Being a 'promiscuous' reader, wont to plough through parts of half a dozen books on a typical evening, I don't recall fully the last one which gripped my attention enough for me to suspend all other readings and finish one book - perhaps 'And Then There Were None' (or maybe 'The Sittaford Mystery').  So Aarathi Prasad is in venerable company when she forced me to do that.  And to think that I came across the book in a list of Prasad's past works, in a piece on her latest book in 'The Hindu', with the cover being a definite draw evoking intriguing feelings.



I'd imagine it's difficult enough to hold readers' attention in a non fiction narrative dealing in as dry a domain as India's healthcare system, laying out the mortality and morbidity figures in between.  But to do that in an empathetic tone all through, while keeping the reader engaged in delightful stories of both hope and despair, is the work of a master storyteller.


And here's the catch: it's difficult to define the book as belonging to one specific genre.  Is it science, is it history, or is it plain human narrative!  The science part comes in through Prasad's credentials as a PhD in genetics and working with University College London.  Doubtless this enables her to look deep into the intricacies and claims of 'Ayush' systems of Indian indigenous medicine, in an empathetic and non-patronising manner but also keeping her scientific scepticism alive as needed.  The empathy probably comes, as she herself admits, from the fact that her grandfather was a Ayurveda researcher and teacher, and a member of a post-1947 Chopra Committee of Government on integrating indigenous and Western medicine systems.  Prasad's mother filled her in on his work.


Whether talking about the Unani bonesetters of Hyderabad, the Ayurvedic 'fish doctors' of Secunderabad or the myriad other indigenous medicine practitioners, Prasad acknowledge that they 'fill in the gaps' in India's healthcare system, seemingly available on call to the relatively rich but quite inaccessible for the people who direly need it for life threatening conditions, and thus cannot just be dismissed peremptorily.  She details the ways in which many Ayush practitioners have made sincere efforts to get themselves certified as also integrate modern medical instruments and methods where needed into their regimen.



Alongside, Prasad narrates the huge work done by the redoubtable Dr Devi Shetty in Bengaluru and elsewhere, the stellar efforts of the National Ayurveda Dietetics Research Institute and the Sam Pitroda-founded Institute of Ayurveda and Integrative Medicine, both in Bengaluru, the Central Research Insitute of Unani Medicine in Hyderbad, and a host of other such institutions and individuals.

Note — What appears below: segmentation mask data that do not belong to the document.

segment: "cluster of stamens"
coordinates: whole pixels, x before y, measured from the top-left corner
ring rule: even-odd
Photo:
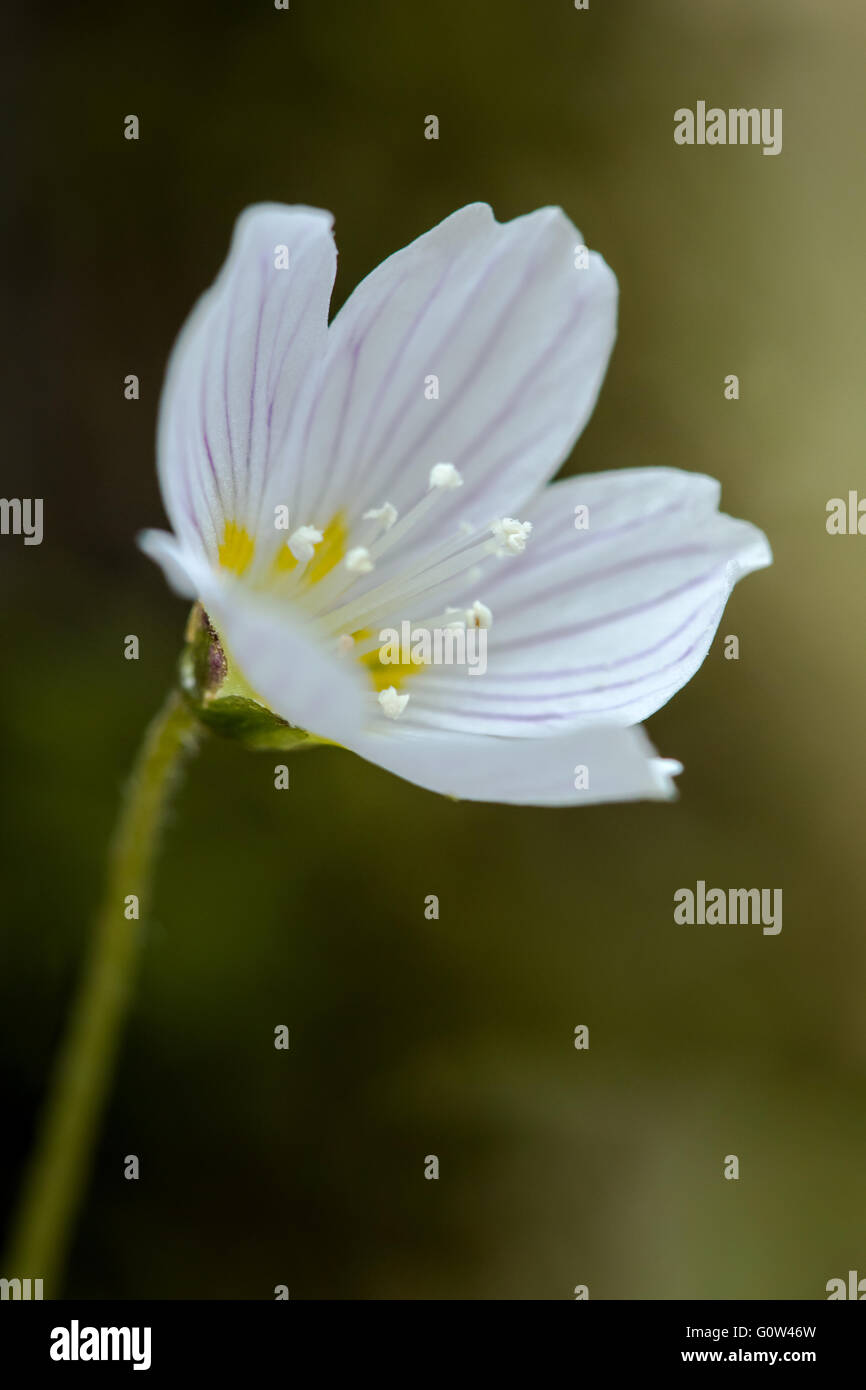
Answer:
[[[289,537],[288,547],[297,564],[288,579],[287,589],[315,618],[317,625],[324,628],[340,655],[369,656],[379,646],[380,629],[389,625],[396,611],[405,613],[407,604],[442,585],[451,585],[461,578],[476,579],[481,573],[481,562],[491,555],[520,555],[526,549],[531,522],[501,517],[481,529],[463,522],[450,539],[438,546],[429,550],[416,549],[399,575],[392,575],[353,595],[357,581],[372,574],[395,546],[422,525],[443,494],[462,486],[463,479],[453,464],[434,464],[427,491],[402,516],[388,501],[364,512],[361,520],[365,524],[358,536],[353,537],[358,543],[349,546],[342,560],[316,583],[305,584],[304,578],[314,561],[316,547],[324,540],[323,532],[314,526],[300,526]],[[418,626],[430,630],[487,629],[492,622],[490,609],[476,599],[468,609],[446,606]],[[409,695],[391,685],[379,691],[378,701],[383,713],[396,719],[406,708]]]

But clearly, it's the descriptions of the human condition which sets this book apart and raises it above a dry narrative.  The way the doctors and staff at the hospital in Dharavi slums in Mumbai, where Prasad waded through ankle deep slush to reach community workers, work within and with the community, even addressing the long-ignored psychological issues espcially of women.  The factors why a range of people across social divides are increasingly going in for plastic surgery.  How the SEARCH rural hospital, in Naxalite-infested Gadchiroli jungles in Maharashtra (the innovations of which were duly acknowledged even by international bodies and rolled out in other countries), came to be designed and named by the Gond tribal community it serves, to give them comfort.  These she describes in excellent detail and perhaps better than any professional NGO communicator could (it helps that after her PhD, Prasad worked in science policy and communication).

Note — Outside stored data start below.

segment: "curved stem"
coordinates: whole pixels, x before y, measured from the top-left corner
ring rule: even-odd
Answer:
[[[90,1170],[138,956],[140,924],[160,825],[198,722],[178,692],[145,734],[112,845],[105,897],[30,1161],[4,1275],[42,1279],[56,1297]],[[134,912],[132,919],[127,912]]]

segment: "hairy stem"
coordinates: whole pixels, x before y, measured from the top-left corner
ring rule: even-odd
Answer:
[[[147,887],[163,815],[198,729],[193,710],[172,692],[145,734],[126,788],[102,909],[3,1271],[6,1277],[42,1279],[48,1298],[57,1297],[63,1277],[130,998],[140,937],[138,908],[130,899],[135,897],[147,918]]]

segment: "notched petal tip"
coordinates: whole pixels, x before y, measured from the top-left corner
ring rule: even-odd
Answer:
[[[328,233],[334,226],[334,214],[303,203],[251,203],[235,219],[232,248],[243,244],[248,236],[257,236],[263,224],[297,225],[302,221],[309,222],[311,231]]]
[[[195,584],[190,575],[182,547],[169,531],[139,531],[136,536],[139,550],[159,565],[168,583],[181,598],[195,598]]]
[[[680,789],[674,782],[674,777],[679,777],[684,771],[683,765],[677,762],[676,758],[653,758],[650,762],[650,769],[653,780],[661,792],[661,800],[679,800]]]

All through, Prasad deftly weaves in the history of both indigenous and Western ('Hippocratic') medicine systems, 16th century onwards and earlier, showing that in their essence perhaps these systems were not as watertight as thought.  And while on history, she waxes lyrical at the way an hour long drive through Delhi is like driving through centuries, or how the history of old city of Hyderbad comes alive in the solitude of night.  That she starts and ends the book with Marcel Proust quotes is the icing on the cake!





This is one book that those who have anything to do with the healthcare and the social development sector, especially in India, should read compulsorily, to inculcate an empathetic but also knowledgeable frame of mind about healthcare in India.  But for an interested reader, it's a jolly good read anyway.